Selon des sources locales, les djihadistes qui se contentaient de réguler la coupe du bois en percevant des taxes, interdisent désormais sa coupe dans leur zone d'influence.  

Issoufou Souleymane est vendeur de bois confirme qu’"avant, il ne nous fallait qu'une journée pour ramener un chargement de bois à Niamey. Aujourd'hui, cela peut prendre jusqu'à une semaine, vous comprenez, jusqu'à une semaine, alors la situation est insupportable".  

Les forêts, zone de repli pour les djihadistes   

Selon le Laboratoire d'études et de recherches sur les dynamiques sociales et le développement Local (Lasdel), les forêts qui longent le Burkina Faso et qui étaient "une zone de repli traditionnelle pour les groupes de bandits" le sont maintenant pour "les groupes djihadistes".  

Le ministre de l'Intérieur du Niger (2016), Mohamed Bazoum, se recueille sur la tombe des 22 soldats tués par des militants islamistes alors qu'ils surveillaient un camp de réfugiés dans la région de Tahoua.
Depuis juillet 2023, date du coup d'Etat, au moins 2.400 personnes ont été tuées au Niger, selon l'ONG Acled Image : Boureima Hama/Getty Images

Mamane Seydou, secrétaire général de l’Association nationale des exploitants du bois du Niger (ANEB - Niger) explique ainsi que "les zones d'exploitation du bois sont des zones très boisées où parfois ce sont des caches même des terroristes"

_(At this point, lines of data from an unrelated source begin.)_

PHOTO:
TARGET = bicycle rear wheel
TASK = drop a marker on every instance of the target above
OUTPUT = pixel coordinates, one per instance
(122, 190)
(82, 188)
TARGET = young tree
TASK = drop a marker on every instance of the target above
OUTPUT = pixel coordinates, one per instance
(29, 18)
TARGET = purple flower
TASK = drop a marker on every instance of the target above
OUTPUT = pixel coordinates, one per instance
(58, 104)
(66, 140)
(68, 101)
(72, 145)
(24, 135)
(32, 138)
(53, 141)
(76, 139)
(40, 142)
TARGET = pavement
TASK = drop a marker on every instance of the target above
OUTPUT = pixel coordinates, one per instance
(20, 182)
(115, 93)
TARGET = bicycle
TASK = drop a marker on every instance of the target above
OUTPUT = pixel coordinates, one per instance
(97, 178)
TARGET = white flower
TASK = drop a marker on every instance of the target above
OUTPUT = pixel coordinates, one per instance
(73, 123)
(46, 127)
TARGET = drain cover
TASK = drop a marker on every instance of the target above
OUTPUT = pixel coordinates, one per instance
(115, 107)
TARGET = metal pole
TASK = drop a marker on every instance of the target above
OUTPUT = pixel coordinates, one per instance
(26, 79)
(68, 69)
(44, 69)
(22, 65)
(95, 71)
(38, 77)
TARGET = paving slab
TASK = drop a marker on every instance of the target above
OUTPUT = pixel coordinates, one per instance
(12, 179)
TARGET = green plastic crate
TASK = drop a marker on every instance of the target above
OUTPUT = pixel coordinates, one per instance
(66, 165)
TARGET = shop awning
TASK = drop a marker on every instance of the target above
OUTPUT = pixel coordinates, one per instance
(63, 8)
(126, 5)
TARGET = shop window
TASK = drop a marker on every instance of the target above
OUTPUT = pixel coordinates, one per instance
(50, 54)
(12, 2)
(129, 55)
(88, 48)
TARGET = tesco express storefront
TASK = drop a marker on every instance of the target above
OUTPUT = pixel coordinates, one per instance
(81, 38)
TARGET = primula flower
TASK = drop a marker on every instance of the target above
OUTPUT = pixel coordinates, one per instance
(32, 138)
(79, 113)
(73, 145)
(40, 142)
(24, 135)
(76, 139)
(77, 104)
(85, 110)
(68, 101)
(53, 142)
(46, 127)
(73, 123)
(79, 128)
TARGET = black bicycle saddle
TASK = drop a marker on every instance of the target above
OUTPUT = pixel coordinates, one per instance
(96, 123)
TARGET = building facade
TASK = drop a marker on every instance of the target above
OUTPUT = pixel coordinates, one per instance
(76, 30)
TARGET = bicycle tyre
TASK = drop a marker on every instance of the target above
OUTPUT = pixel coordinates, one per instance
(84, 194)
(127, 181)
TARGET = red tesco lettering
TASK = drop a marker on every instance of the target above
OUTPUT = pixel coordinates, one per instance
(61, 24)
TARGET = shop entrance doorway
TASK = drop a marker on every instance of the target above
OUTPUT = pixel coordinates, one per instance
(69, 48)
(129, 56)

"Maintenant eux, les terroristes, ils disent que les commerçants-transporteurs du bois, les exploitants du bois sont en train de détruire leurs cases. Donc, eux, ils ont dit ça c'est inadmissible, ils ne peuvent pas accepter ça, à maintes fois ils nous ont donné vraiment des avertissements." 

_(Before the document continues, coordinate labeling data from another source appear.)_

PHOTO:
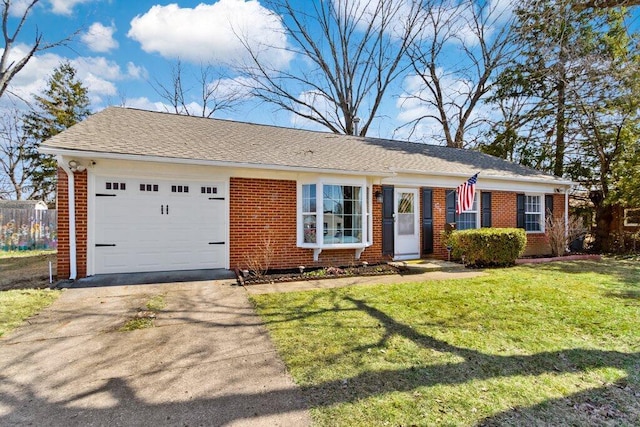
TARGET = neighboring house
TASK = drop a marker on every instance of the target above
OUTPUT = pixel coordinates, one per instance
(153, 191)
(26, 224)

Mamane Seydou explique que depuis 2015, son association a perdu 24 personnes, des chauffeurs et des apprentis. 52 de leurs camions ont été brûlés.

Contrôle du trafic de carburant  

De leur côté, les autorités nigériennes veulent mieux contrôler le trafic de carburant à Niamey.  

60% de l'essence et du gasoil utilisés par les terroristes viennent des stations-services de Niamey, a récemment déclaré le gouverneur de la région, le général de brigade Assoumane Abdou Harouna devant les promoteurs des stations-services. Ceux-ci ont été sommés de placer des caméras de surveillance au niveau de leurs stations-services.

L'acteur de la société civile Sahanin Mahamadou précise que les groupes terroristes se ravitaillent aussi auprès des forces de défense et de sécurité sur le front. Il salue tout de même la décision du gouverneur de Niamey.   

Le fait que les stations-services mettent les caméras de surveillance permettra non seulement à ces gérants de stations de savoir ce que leur personnel fait. Mais cela permettrait aussi à nos forces de défense et de sécurité d’être rassurées qu’il n’y a pas des gens qui vendent le carburant de notre pays à ces terroristes.”   

Inondations à Niamey
Les stations-services sont dans le collimateur des autorités nigériennes Image : Mahamadou Abdoulkarim/DW

 Autre secteur où les groupes terroristes se ravitaillent, c’est celui des armes. Dans un rapport publié fin avril, l’organisation britannique Conflict Armament Research (CAR) indiquait que les groupes djihadistes sont aussi alimentés en armes saisies lors des raids contre les forces armées du Sahel.  

Sur 726 armes saisies entre 2014 et 2023, sur 5.890 armes répertoriées par les enquêteurs, environ 20% proviennent directement des stocks des armées nationales sahéliennes. Un chiffre probablement sous-estimé, selon l’un des co-auteurs du rapport.